On 2/25/06, Rob Thorne <rob@torenware.com> wrote:
This is why Arabic is a great script for doing these kinds of tests:
The first problem with Arabic is that it used to have very different encodings, even from the same vendor. This is now mostly a non-issue with utf-8. Some sites still use windows-1256 though.
it's contextual (meaning that letters need to be drawn differently depending upon what glyphs they're near),
This is also a non-issue now. All operating systems handle the contextualization well. At least Linux KDE and Microsoft does, as well as MS IE and Firefox. Even Konqueror is decent here. Not sure about Safari, but I imagine it would be working too.
bi-directional (byte direction != physical layout), and written right-to-left, so very often, page layout needs to change as well. If you've done Arabic right, you'll do almost anything else right as well.

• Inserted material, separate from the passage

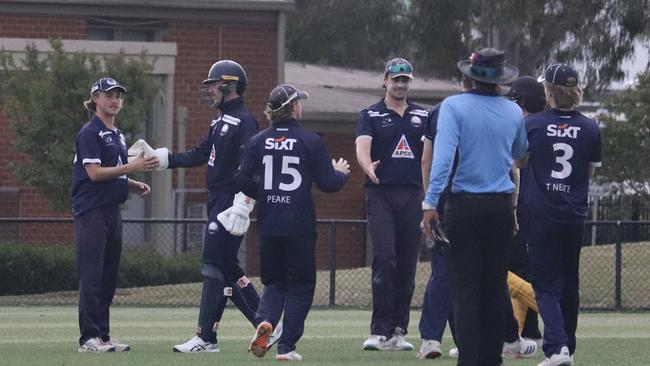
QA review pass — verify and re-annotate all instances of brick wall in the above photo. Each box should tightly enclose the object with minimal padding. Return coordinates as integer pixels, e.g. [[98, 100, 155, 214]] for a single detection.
[[164, 22, 277, 192], [0, 16, 85, 217]]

This is where it gets tricky. The analogy I use is that of when you write your CSS to standards, it mostly works in FireFox, and life is good. Then you start testing in MS IE, and find that your layout is broken. You then have to go iteratively and fix the bugs. Arabic is the same, and there are many surprises. For example, numbers in the middle of an Arabic string, or a line that has Arabic and English in it. The rule of thumb: whatever you estimate for doing this, multiply it by ten and go by trial and error. At least for the first project or two. Other issues: Arabic in URLs does not work well. If you want pathauto for example to have Arabic in the alias, then think twice: MS IE and Firefox will treat these differently (MS IE leaves the letters as Arabic, Firefox encodes them to %CE, ..etc.)

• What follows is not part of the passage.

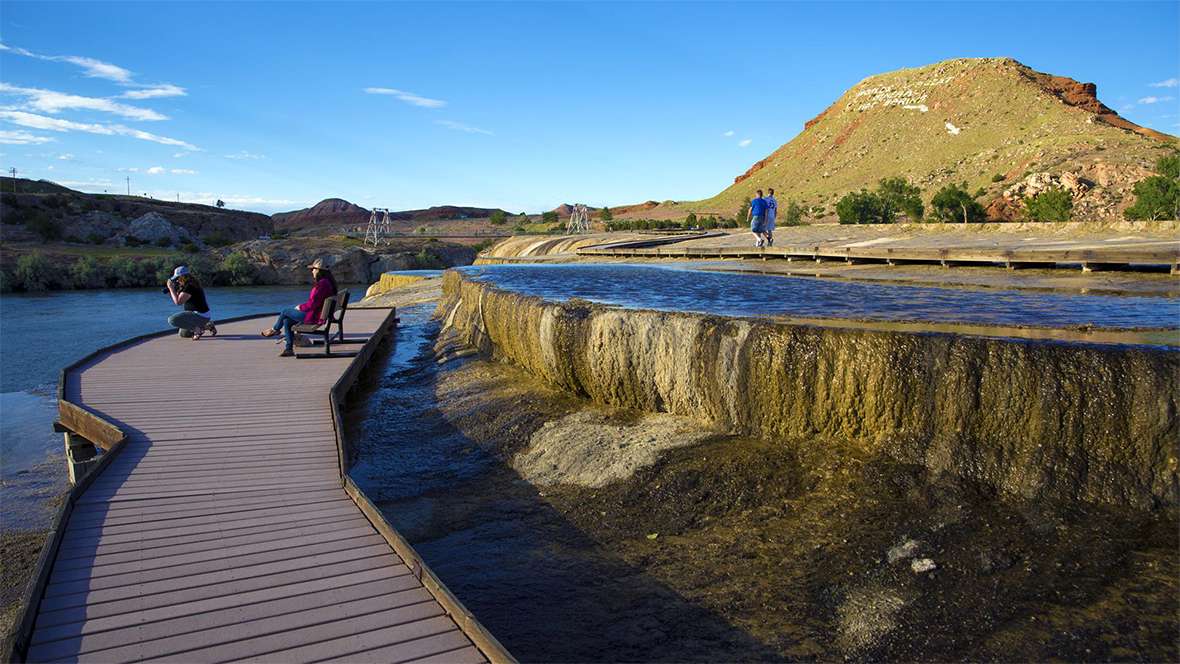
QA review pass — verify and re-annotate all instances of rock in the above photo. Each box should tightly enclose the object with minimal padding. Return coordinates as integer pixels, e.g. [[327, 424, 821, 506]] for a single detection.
[[910, 558, 938, 574], [125, 212, 203, 248], [885, 539, 922, 564]]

Although you would get this by testing Arabic as well. So we'd solve a lot of problems if we'd just develop Drupal in Arabic and then localize it into English, count to think.

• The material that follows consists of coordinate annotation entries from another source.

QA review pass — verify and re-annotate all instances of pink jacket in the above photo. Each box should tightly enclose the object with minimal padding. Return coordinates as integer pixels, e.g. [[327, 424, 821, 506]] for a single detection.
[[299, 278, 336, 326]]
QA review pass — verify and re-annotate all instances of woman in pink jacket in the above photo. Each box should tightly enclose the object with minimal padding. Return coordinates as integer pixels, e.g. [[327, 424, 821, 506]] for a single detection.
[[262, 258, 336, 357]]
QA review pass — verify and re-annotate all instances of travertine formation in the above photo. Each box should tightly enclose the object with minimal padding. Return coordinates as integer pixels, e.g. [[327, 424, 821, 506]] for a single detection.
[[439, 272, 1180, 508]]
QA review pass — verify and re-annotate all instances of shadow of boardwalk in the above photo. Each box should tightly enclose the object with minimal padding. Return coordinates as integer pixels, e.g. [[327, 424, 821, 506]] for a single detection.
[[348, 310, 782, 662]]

The way I see Arabic being used in Drupal (as well as Hebrew, being the other Semitic language in use today), is that sites are mono-lingual, or "indifferent" lingual. By monolingual, I mean that the site is purely Arabic, e.g. http://csc-sy.net/ By indifferent, I mean a site with an English front end, but content can be either Arabic or English, e.g. http://manalaa.net or http://foolab.org. This is true for blogs mostly.